The financial performance of commercial banks is crucial for assessing their profitability,
efficiency, and sustainability. Several factors impact their financial performance in the context of
Nepal.

The Capital Adequacy Ratio (CAR) is a critical determinant of a bank's financial performance.
Higher CAR indicates a bank's ability to absorb potential losses and meet regulatory
requirements. Adequate capitalization enhances financial stability, strengthens confidence, and
supports growth.

Bank Size is another factor influencing financial performance. Larger banks often have a broader
range of products and services, larger customer bases, and more extensive geographical
presence. Economies of scale may enable larger banks to operate more efficiently and
competitively.

Macroeconomic factors such as GDP and inflation rates also significantly influence the financial
performance of commercial banks. Higher GDP growth typically translates into increased lending
opportunities and higher interest income. However, inflation can erode purchasing power and
affect interest rates, impacting banks' profitability and loan portfolios.

Return on Assets (ROA) and Return on Equity (ROE) reflect a bank's profitability and efficiency.
ROA measures a bank's ability to generate profits from its assets, while ROE assesses the return
to shareholders' equity. Higher ROA and ROE indicate better financial performance and value
creation for shareholders.

Net Interest Margin (NIM) is a key indicator of a bank's profitability from its lending activities.
NIM represents the difference between interest income and interest expenses as a percentage
of interest-earning assets.
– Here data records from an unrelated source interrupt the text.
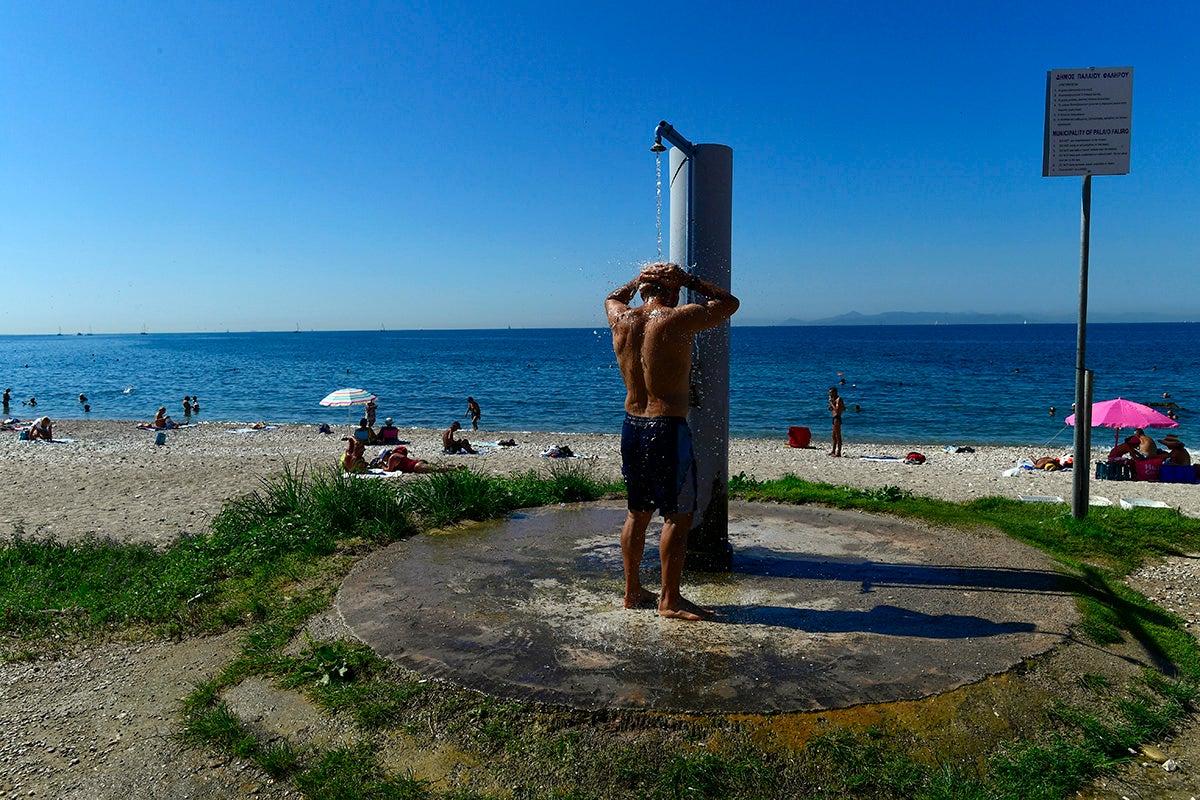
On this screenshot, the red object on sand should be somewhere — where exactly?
[1133,458,1163,481]
[787,425,812,447]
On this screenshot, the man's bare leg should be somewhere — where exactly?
[659,513,713,621]
[620,511,659,608]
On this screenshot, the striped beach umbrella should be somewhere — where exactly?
[320,389,379,425]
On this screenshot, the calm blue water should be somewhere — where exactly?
[0,324,1200,446]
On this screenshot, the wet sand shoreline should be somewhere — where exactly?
[0,420,1200,546]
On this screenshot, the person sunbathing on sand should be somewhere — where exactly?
[383,445,462,475]
[605,264,738,620]
[29,416,54,441]
[341,437,367,473]
[442,420,475,455]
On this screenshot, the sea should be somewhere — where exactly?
[0,323,1200,449]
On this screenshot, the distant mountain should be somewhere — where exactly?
[779,311,1182,325]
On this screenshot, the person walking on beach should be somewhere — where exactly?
[605,263,739,620]
[467,397,484,431]
[829,386,846,458]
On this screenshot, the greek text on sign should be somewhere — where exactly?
[1042,67,1133,176]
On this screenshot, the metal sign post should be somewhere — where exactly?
[1042,67,1133,519]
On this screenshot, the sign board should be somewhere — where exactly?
[1042,67,1133,178]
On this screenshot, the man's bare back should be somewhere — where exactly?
[605,264,738,620]
[605,264,738,416]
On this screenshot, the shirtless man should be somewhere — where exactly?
[605,263,738,620]
[829,386,846,458]
[341,437,367,473]
[442,420,475,455]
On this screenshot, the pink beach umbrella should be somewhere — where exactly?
[320,389,379,425]
[1066,397,1180,444]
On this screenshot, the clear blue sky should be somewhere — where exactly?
[0,0,1200,333]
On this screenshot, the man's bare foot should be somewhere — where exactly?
[659,597,716,622]
[625,589,659,608]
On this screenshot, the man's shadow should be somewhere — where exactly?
[686,547,1084,639]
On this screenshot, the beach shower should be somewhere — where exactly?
[650,120,733,571]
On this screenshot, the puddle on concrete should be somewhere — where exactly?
[337,503,1075,714]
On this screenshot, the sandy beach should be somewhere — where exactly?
[0,420,1200,546]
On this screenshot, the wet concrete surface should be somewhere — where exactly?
[336,501,1075,714]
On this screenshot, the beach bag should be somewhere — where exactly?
[787,425,812,447]
[1133,458,1163,481]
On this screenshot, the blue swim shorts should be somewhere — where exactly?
[620,414,696,516]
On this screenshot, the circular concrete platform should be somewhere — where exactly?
[336,501,1075,712]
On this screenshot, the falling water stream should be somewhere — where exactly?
[654,152,662,261]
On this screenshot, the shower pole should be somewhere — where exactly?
[654,121,733,572]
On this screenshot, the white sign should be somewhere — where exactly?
[1042,67,1133,178]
A higher NIM indicates better profitability from interest income.

Understanding and managing these factors are crucial for the financial performance of
commercial banks in Nepal. Policymakers and regulators should focus on maintaining an
enabling environment through supportive policies, robust regulations, and effective supervision.
This includes ensuring adequate capitalization to enhance financial stability, promoting healthy
competition, and monitoring macroeconomic indicators.

Banks should adopt prudent risk management practices to maintain a high-quality loan portfolio
and minimize non-performing loans. Effective credit assessment frameworks, proactive
monitoring, and timely provisioning for potential losses are essential.

Furthermore, banks should strive for operational efficiency to optimize costs and enhance
profitability. Leveraging technology, streamlining processes, and investing in digitalization can
contribute to cost savings, improved customer experiences, and enhanced operational
effectiveness.

Market competition should also be considered. Banks need to differentiate themselves through
innovative products and services, superior customer experiences, and targeted marketing
strategies.

Monitoring and analyzing these factors on an ongoing basis can help banks assess their financial
performance, identify areas for improvement, and make informed decisions to enhance
profitability, stability, and sustainable growth.

In conclusion, factors such as CAR, Bank Size, GDP, and Inflation significantly influence the
financial performance of commercial banks in Nepal. Monitoring and addressing these factors
through effective regulations, risk management practices, operational efficiency, and innovation
are crucial for banks to achieve profitability, enhance shareholder value, and contribute to the
overall economic development of Nepal.